If Zahid intervenes and forces the 14 ADUNs to stand down—effectively preserving a Pakatan Harapan-led state government and Umno's alliance with PH—he risks triggering deep resentment within Umno’s grassroots. The perception that he is prioritising his alliance with Anwar over the party’s own political opportunities could galvanise long-suppressed opposition within the party.

But if he refrains from intervening, he risks alienating his allies in Pakatan Harapan, who may then withdraw the political and material support that has helped sustain his leadership.

Even now, DAP Youth has called for Mohamad Hasan, UMNO’s number two, to be removed from his position as Foreign Minister, as he is being perceived as the mastermind behind the political crisis in Negeri Sembilan.

In other words, Zahid is being forced into a classic "damned if you do, damned if you don’t" dilemma.

Adding another layer to this intrigue is the role of Mohamad Hasan, Umno’s deputy president. He is reportedly aligned with the Negeri Sembilan bloc—and, in Malaysian political tradition, it is often the number two who quietly enables the fall of the number one.

History offers precedent. During the era of Tunku Abdul Rahman, it was widely believed that Abdul Razak Hussein, his deputy, that played the decisive role in his eventual displacement.

More recently, within Bersatu, the pressure that made Muhyiddin Yassin fold was widely seen as unlikely without at least the tacit consent of his number two, Hamzah Zainudin.

If that pattern holds, then the Negeri Sembilan episode may represent the opening move in a broader internal contest within Umno.
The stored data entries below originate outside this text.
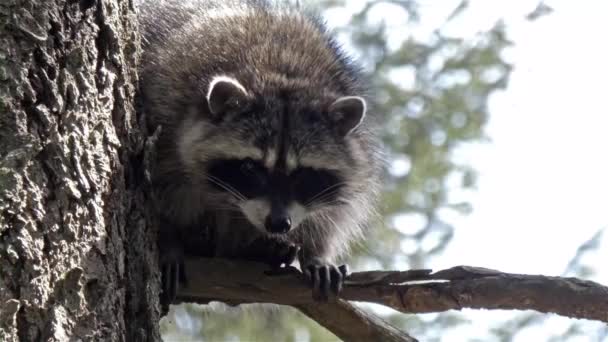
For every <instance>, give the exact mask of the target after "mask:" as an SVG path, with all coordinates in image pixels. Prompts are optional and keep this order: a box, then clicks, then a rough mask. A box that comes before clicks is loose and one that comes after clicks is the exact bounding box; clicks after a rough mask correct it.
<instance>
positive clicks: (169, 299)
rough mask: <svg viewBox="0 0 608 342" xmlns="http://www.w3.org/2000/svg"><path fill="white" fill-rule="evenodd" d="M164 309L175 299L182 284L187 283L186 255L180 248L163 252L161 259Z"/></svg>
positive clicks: (162, 296) (161, 267)
mask: <svg viewBox="0 0 608 342" xmlns="http://www.w3.org/2000/svg"><path fill="white" fill-rule="evenodd" d="M160 270H161V286H162V296H161V304H162V306H163V311H165V309H167V310H168V308H169V304H171V303H173V301H175V298H176V297H177V292H178V290H179V287H180V285H182V284H185V283H186V273H185V269H184V255H183V253H182V252H181V251H180V250H177V249H175V250H173V249H172V250H169V251H166V252H164V253H162V254H161V259H160Z"/></svg>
Even seemingly unrelated developments begin to take on new meaning. The readmission of Khairy Jamaluddin—once a vocal critic of Zahid—just prior to the rebellion raises questions. His earlier, somewhat unexpected remark that Zahid could become the next prime minister of Malaysia after Anwar, may, in hindsight, read less like praise and more like positioning.
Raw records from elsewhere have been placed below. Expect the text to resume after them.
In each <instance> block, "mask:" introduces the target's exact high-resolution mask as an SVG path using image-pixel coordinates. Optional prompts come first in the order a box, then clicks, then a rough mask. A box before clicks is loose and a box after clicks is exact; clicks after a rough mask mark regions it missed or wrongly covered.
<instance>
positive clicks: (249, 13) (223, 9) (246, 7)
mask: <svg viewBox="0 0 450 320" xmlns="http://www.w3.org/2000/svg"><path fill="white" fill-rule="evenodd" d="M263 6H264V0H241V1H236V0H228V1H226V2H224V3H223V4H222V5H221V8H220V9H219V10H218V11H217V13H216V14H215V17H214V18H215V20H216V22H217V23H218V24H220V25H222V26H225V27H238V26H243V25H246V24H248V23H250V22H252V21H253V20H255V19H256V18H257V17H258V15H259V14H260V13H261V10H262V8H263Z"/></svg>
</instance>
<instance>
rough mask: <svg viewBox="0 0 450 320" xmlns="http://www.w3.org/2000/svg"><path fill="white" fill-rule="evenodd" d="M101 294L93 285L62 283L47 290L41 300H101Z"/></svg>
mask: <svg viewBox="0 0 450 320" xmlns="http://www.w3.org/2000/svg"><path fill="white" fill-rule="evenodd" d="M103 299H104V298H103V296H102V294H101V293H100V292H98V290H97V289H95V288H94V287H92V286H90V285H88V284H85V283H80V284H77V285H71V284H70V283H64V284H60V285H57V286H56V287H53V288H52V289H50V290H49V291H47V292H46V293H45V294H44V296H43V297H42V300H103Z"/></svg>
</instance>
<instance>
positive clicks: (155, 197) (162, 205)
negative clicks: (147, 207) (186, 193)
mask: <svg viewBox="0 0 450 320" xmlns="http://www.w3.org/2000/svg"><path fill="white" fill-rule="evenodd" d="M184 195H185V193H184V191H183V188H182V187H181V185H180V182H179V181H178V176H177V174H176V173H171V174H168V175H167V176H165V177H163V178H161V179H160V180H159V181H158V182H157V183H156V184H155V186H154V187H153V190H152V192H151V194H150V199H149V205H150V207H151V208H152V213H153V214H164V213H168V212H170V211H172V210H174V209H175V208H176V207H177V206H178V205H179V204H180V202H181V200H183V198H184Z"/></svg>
In Malaysian politics, overt admiration from a rival often means the opposite of what is expressed —like the kiss of death, it signifies that the daggers are out, although it is camouflaged as an act of loyalty and love.
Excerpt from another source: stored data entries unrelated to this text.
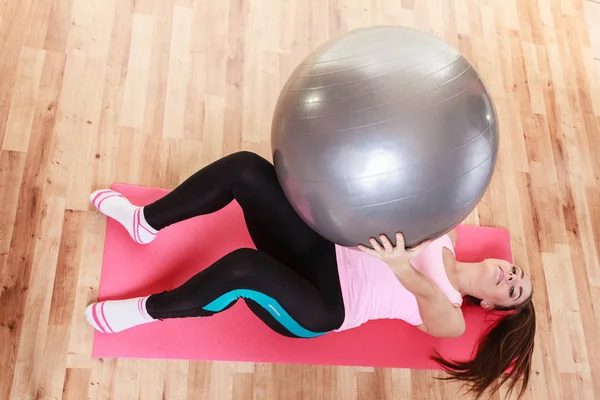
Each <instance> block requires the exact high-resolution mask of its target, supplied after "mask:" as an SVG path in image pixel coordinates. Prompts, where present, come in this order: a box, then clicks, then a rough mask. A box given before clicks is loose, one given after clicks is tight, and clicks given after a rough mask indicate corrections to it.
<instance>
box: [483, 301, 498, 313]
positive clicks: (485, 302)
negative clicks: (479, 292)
mask: <svg viewBox="0 0 600 400" xmlns="http://www.w3.org/2000/svg"><path fill="white" fill-rule="evenodd" d="M481 307H483V308H484V309H486V310H488V311H492V310H493V309H494V308H495V307H494V305H493V304H492V303H490V302H489V301H487V300H481Z"/></svg>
If this interpretation is correct, then what appears on the surface as a poorly conceived state-level rebellion may in fact be a carefully calibrated strategy—one designed to weaken Zahid incrementally, by forcing him into decisions that erode his authority regardless of the path he chooses.

If so, it is a remarkably sophisticated play: patient, indirect, and difficult to detect until well underway.

And if Zahid does eventually fall as a result of this chain of events, then the individual behind it—whoever that may be—would have demonstrated a level of strategic thinking rare by the standards of Malaysian politics.

If Ahmad Zahid Hamidi were to eventually fall as a result of this calculated and cunning plan, then the mastermind behind it—whoever that may be—clearly possesses a level of strategic thinking far superior to that of most other politicians in the country.

Given the sharpness and sophistication of such strategy, it may not be unreasonable to suggest that this individual is better suited to occupy the highest leadership position in UMNO, replacing Zahid, whose strategic approach often appears overly predictable—such that many if not all of his moves and manoeuvres can be anticipated well in advance.